Tinggal di perantauan, tidak punya teman banyak, ditambah kondisi fisik yang tidak “menarik” setelah melahirkan, membuatku makin terpuruk. Aku hanya punya suami dan dia ternyata hanya menganggap istrinya ini hanya mainan.

Aku betul-betul tidak punya hal untuk mengalihkan pikiran agar tidak sedih. Jika suami bebas pulang malam atau tidak pulang dan bersenang-senang di pub, aku hanya bisa menonton acara televisi sendirian di rumah. Untuk ke kota, perjalanan lumayan jauh serta memakan tenaga serta uang. Aku cuma bisa menangis dan berdoa kala itu.

Suamiku tampaknya tidak menganggap itu sebagai hal yang besar. Ia ingin tetap punya istri, tapi tidak ingin dilarang jika menggoda perempuan lain, karena baginya itu cuma bagian dari keisengannya sebagai lelaki. Selingkuh baginya adalah, jika ia menjalin hubungan serius dengan perempuan lain dan menikahinya.

Kenapa jadi seakan hanya aku yang harus berpikir serius seperti ini, padahal ini bukanlah tentang perbuatanku, ini adalah perbuatan suamiku? Bagaimana jika dibalik? Aku yang menggoda laki-laki lain untuk iseng? Tentu dia akan membunuh aku dan anakku mengingat temperamennya yang sangat keras.

Akhirnya waktu itu, aku memberanikan diri untuk berbuat sesuatu. Aku memutuskan hubungan itu dan kutinggalkan semuanya.

Ini merupaakan bagian dari refleksiku dulu. Dan sekarang, dimana aku sudah berpikir jernih setelah memutuskan untuk berpisah, aku mulai berpikir bahwa mungkin dulu aku hancur karena aku sendiri yang menggantungkan dan terlalu menyerahkan hidupku pada suami. Menganggapnya sebagai sumber pemberi hidup dan kebahagiaan.

Setelah menikah, aku jadi begitu rapuh dan menembok pikiranku sendiri bahwa hidupku hanya untuk suami. Aku lupa bahwa ia tetap saja hanya manusia, individu yang tidak bisa kuatur hati dan pikirannya. Walaupun menurutku, ia adalah manusia yang tak punya komitmen. Inilah bedanya dia dengan aku. Aku adalah manusia dengan komitmen tinggi, dan begitulah seharusnya yang ia lakukan. Namun bukan itu yang terjadi.

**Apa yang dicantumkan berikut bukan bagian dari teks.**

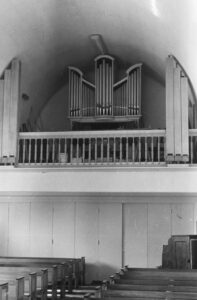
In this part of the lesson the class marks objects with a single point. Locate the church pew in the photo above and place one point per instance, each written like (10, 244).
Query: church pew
(71, 275)
(77, 264)
(46, 278)
(146, 283)
(131, 273)
(15, 288)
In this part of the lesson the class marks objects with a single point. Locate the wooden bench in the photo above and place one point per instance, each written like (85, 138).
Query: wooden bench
(64, 277)
(152, 284)
(76, 264)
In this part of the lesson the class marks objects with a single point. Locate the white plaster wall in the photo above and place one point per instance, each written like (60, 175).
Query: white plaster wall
(109, 230)
(156, 179)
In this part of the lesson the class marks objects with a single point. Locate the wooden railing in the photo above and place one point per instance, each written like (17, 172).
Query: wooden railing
(193, 146)
(92, 148)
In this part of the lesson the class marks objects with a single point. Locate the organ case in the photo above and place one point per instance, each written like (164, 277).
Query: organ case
(105, 100)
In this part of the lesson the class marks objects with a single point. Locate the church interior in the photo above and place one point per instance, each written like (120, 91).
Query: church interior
(98, 142)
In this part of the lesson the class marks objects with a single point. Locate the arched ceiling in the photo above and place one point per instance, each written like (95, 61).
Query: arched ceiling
(48, 35)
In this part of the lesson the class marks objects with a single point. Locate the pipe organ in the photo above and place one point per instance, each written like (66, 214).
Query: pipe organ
(105, 100)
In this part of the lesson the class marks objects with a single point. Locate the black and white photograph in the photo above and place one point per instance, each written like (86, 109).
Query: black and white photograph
(98, 149)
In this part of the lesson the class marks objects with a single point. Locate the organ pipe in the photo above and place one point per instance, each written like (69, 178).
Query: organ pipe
(105, 98)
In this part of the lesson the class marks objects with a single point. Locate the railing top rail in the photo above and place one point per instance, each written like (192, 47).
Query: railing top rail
(88, 83)
(193, 131)
(139, 65)
(93, 134)
(104, 56)
(120, 82)
(76, 70)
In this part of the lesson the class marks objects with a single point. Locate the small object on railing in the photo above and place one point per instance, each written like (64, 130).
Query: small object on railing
(63, 158)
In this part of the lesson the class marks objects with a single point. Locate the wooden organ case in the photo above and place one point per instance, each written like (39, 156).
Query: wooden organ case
(105, 101)
(180, 253)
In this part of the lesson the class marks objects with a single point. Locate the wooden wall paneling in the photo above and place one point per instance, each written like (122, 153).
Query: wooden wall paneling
(6, 113)
(135, 234)
(182, 219)
(41, 229)
(19, 226)
(63, 229)
(110, 238)
(14, 103)
(177, 113)
(195, 218)
(184, 118)
(86, 237)
(159, 231)
(170, 108)
(1, 114)
(4, 229)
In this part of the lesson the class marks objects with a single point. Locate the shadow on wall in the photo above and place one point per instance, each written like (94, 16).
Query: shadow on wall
(98, 272)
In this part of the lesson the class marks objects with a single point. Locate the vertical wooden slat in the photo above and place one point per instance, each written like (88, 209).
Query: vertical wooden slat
(114, 149)
(158, 148)
(83, 151)
(23, 159)
(138, 90)
(101, 149)
(77, 149)
(191, 149)
(89, 150)
(132, 92)
(71, 150)
(110, 88)
(121, 149)
(35, 151)
(170, 151)
(133, 149)
(95, 150)
(146, 149)
(47, 151)
(108, 145)
(103, 87)
(140, 149)
(152, 148)
(100, 87)
(14, 103)
(28, 150)
(41, 150)
(1, 114)
(184, 118)
(111, 85)
(177, 115)
(107, 88)
(6, 113)
(54, 150)
(127, 149)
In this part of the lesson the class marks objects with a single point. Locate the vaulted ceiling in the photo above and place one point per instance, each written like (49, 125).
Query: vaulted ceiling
(49, 35)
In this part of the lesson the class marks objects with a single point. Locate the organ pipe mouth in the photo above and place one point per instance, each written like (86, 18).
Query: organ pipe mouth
(99, 43)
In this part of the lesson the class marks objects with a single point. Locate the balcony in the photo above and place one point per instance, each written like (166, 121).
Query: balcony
(92, 148)
(126, 148)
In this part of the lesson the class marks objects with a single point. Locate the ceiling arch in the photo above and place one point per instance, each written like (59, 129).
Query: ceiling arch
(49, 35)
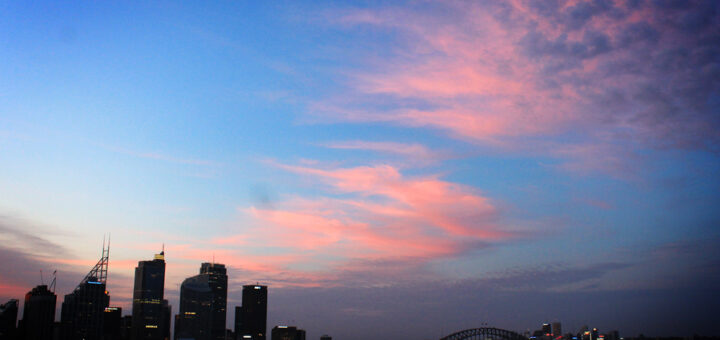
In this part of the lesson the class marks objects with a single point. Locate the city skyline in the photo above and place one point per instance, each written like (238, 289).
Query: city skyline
(437, 164)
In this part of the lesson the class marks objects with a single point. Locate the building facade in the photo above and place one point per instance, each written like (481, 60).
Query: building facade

Dan sekarang aku baru bisa tertawa ketika mengingat, kenapa aku bisa hancur oleh laki-laki yang menganggap perempuan hanyalah salah satu bagian dari banyak pilihan kesenangannya? Inilah refleksi atas kejadian yang menimpaku dulu.

(Foto/ Ilustrasi: Pixabay)

*Ika Ariyani, aktivis perempuan dan pengelola IG @masalahkitasemua 

Tim Konde.co

Konde.co lahir pada 8 Maret 2016 untuk mengelola ruang publik dari sudut pandang perempuan dan minoritas sebagai bagian dari kesadaran dan daya kritis, menghadirkan penerbitan artikel di website, produksi video/ film, dan informasi/ pengetahuan publik. Kini dikelola oleh individu-individu yang mempunyai kesamaan dalam memandang perempuan dan minoritas.
Republikasi artikel ini, klik tombol di bawah

Creative Commons License

1. Silakan lakukan republikasi namun tidak boleh mengedit artikel ini, cantumkan nama penulis, dan sebut bahwa artikel ini sumbernya dari konde.co, tautkan URL dari artikel asli di kata “konde.co”. Anda bebas menerbitkan ulang artikel ini baik online maupun cetak di bawah lisensi Creative Commons.

2. Artikel kami juga tidak boleh dijual secara terpisah atau menyebarkannya ke pihak lain demi mendapatkan keuntungan material.

Let's share!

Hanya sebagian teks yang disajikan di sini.